Some people in the priority groups will be challenging to vaccinate, including those in rural areas, those who are uncomfortable with the medical community or the vaccine, and those who can’t take time off work for vaccination.
Many of the ACIP members and liaisons stressed the need for the federal government to provide funding for state and local health departments to run vaccine clinics and provide public outreach.

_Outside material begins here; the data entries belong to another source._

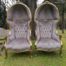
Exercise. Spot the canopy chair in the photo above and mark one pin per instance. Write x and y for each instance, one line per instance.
(46, 18)
(19, 18)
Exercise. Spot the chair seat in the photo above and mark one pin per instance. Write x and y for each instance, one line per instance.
(48, 44)
(18, 44)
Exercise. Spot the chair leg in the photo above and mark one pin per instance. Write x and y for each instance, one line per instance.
(30, 52)
(61, 49)
(4, 49)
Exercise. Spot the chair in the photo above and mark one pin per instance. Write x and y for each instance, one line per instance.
(19, 18)
(46, 18)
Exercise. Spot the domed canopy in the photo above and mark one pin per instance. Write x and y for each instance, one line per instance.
(47, 11)
(19, 11)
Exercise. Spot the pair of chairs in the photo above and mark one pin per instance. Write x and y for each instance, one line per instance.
(46, 18)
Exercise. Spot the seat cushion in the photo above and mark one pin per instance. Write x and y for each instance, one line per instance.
(48, 44)
(18, 44)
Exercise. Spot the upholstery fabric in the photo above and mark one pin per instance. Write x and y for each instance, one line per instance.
(48, 44)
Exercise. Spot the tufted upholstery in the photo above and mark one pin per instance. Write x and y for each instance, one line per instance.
(46, 18)
(19, 17)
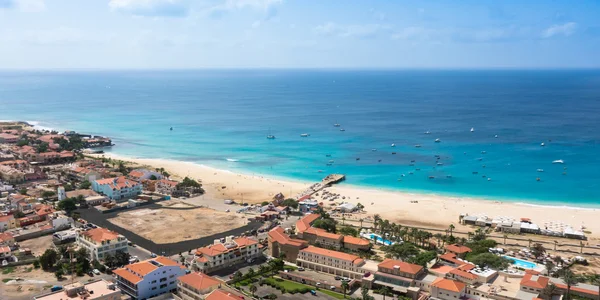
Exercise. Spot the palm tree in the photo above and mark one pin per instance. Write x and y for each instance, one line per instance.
(345, 287)
(570, 279)
(252, 289)
(594, 278)
(384, 291)
(549, 291)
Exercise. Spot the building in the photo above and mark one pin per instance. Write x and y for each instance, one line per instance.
(225, 254)
(447, 289)
(459, 250)
(195, 286)
(332, 262)
(320, 237)
(117, 188)
(394, 274)
(281, 243)
(101, 242)
(149, 278)
(95, 290)
(143, 174)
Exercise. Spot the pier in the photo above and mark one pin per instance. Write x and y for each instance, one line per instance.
(327, 181)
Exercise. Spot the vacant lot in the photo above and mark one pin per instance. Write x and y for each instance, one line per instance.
(177, 221)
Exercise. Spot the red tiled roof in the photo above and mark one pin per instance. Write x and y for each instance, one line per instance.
(534, 281)
(404, 266)
(304, 223)
(456, 248)
(449, 285)
(199, 281)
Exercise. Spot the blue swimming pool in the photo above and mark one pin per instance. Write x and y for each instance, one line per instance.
(521, 263)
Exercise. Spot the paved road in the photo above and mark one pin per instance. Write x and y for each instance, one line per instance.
(100, 219)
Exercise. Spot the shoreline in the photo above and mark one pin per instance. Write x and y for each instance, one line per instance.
(397, 206)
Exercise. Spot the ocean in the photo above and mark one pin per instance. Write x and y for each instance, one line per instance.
(221, 118)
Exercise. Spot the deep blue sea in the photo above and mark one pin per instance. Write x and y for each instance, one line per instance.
(226, 114)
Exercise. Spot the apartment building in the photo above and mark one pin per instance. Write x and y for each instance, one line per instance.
(225, 253)
(149, 278)
(100, 242)
(118, 188)
(195, 286)
(332, 262)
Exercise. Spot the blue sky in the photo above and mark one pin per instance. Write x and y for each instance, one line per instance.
(301, 34)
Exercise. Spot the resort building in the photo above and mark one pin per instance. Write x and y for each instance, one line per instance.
(117, 188)
(100, 242)
(447, 289)
(95, 290)
(332, 262)
(195, 286)
(281, 243)
(394, 274)
(322, 238)
(225, 254)
(149, 278)
(459, 250)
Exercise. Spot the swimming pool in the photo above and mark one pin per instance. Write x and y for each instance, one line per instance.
(521, 263)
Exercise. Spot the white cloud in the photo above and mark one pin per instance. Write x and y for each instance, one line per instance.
(566, 29)
(357, 31)
(151, 8)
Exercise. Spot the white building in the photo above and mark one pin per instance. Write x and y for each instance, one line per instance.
(100, 241)
(149, 278)
(225, 254)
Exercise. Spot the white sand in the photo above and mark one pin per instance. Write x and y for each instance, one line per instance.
(431, 210)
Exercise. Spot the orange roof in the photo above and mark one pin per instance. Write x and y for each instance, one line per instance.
(355, 241)
(128, 275)
(534, 281)
(304, 223)
(277, 234)
(404, 266)
(199, 281)
(456, 248)
(449, 285)
(334, 254)
(100, 234)
(219, 294)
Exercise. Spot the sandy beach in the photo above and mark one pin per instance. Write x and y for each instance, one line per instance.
(430, 210)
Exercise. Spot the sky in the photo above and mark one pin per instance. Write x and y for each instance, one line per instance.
(188, 34)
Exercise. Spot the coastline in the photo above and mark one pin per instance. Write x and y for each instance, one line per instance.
(431, 210)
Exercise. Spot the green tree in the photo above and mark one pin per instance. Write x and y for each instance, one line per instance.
(347, 230)
(290, 202)
(48, 259)
(84, 185)
(252, 289)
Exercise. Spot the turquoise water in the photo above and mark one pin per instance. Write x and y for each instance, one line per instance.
(521, 263)
(222, 118)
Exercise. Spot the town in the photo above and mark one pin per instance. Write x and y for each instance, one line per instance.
(75, 224)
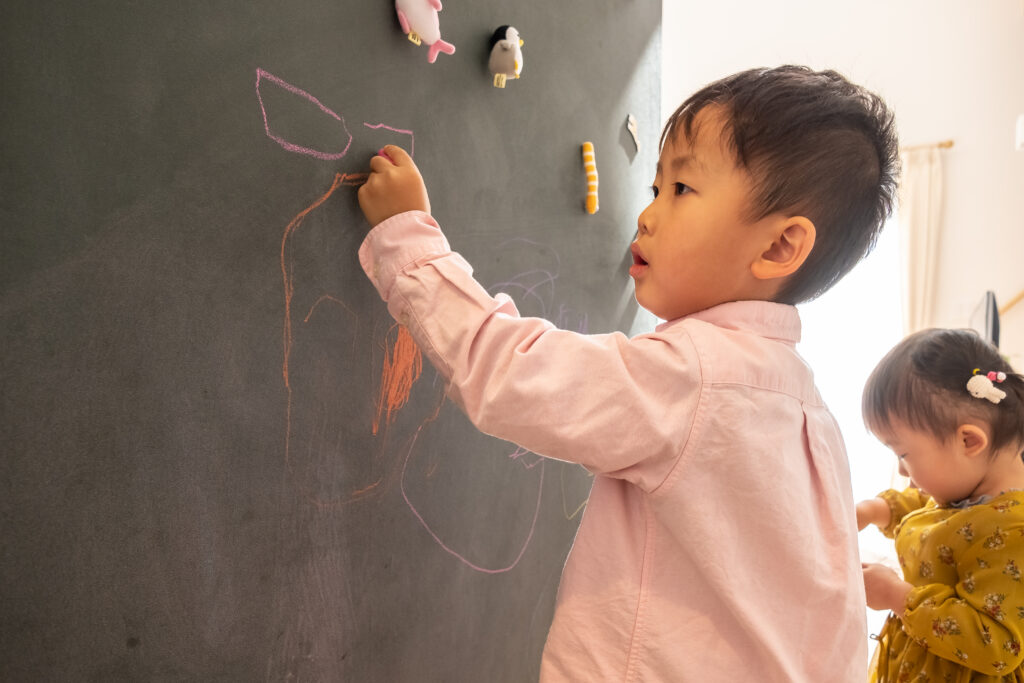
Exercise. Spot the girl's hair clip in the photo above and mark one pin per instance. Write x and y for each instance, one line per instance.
(981, 386)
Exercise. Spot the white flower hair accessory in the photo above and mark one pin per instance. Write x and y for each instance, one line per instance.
(981, 386)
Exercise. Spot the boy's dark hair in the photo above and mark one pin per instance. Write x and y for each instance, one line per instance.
(813, 143)
(923, 382)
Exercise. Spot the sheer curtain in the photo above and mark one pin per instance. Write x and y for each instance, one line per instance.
(920, 228)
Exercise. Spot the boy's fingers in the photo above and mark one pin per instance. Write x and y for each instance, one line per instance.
(378, 164)
(397, 155)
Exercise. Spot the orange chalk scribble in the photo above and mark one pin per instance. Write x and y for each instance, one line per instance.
(340, 179)
(401, 369)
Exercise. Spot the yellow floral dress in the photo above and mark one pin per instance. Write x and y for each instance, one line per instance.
(965, 616)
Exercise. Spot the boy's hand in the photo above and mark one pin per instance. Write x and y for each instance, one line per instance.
(885, 589)
(394, 186)
(872, 511)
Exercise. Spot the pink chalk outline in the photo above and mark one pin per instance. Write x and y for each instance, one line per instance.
(291, 146)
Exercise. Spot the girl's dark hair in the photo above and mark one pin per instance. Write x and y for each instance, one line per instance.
(923, 382)
(814, 143)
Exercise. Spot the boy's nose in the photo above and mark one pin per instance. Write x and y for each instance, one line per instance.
(643, 221)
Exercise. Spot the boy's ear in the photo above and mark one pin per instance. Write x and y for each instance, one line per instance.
(793, 239)
(972, 438)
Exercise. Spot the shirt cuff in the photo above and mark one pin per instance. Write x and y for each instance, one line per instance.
(395, 244)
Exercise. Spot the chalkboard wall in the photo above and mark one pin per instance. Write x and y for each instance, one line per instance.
(221, 461)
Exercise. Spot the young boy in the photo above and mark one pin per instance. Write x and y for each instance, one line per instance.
(720, 542)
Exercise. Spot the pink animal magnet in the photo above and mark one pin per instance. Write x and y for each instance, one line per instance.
(419, 22)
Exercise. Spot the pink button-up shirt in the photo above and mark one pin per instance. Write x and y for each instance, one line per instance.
(719, 543)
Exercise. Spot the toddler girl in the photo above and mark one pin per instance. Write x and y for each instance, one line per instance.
(952, 411)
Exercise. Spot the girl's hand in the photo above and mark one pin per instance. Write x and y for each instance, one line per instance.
(872, 511)
(885, 589)
(394, 186)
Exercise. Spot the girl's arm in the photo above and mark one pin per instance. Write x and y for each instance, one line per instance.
(897, 504)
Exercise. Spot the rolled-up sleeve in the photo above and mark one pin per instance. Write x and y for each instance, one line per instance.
(620, 407)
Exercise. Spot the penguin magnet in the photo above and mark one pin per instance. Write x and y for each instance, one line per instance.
(419, 22)
(506, 55)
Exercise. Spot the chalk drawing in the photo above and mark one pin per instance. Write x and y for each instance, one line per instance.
(402, 365)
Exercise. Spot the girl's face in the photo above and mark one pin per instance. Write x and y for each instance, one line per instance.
(938, 467)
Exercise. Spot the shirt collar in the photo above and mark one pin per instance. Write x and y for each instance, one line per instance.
(766, 318)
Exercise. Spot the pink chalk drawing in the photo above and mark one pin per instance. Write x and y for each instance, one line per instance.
(321, 438)
(291, 146)
(262, 75)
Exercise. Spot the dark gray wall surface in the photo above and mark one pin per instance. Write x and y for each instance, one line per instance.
(200, 479)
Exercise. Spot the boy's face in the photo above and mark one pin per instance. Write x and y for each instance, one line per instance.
(694, 246)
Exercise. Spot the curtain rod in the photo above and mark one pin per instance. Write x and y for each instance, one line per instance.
(944, 144)
(1013, 302)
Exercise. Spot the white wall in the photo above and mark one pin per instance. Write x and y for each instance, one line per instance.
(949, 70)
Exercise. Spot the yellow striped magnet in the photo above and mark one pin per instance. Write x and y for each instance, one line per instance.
(590, 165)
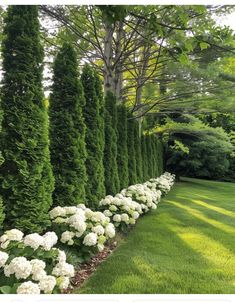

“The fact that state and local health departments have not been funded for vaccination programs especially in the context of the billions of dollars that funded the extremely successful program to develop vaccines is really appalling,” said Beth P. Bell, M.D., M.P.H., who led the ACIP work group on COVID-19 vaccines. “… I hope that the government will address this discrepancy without which I think it’s going to be very difficult for us to be successful.”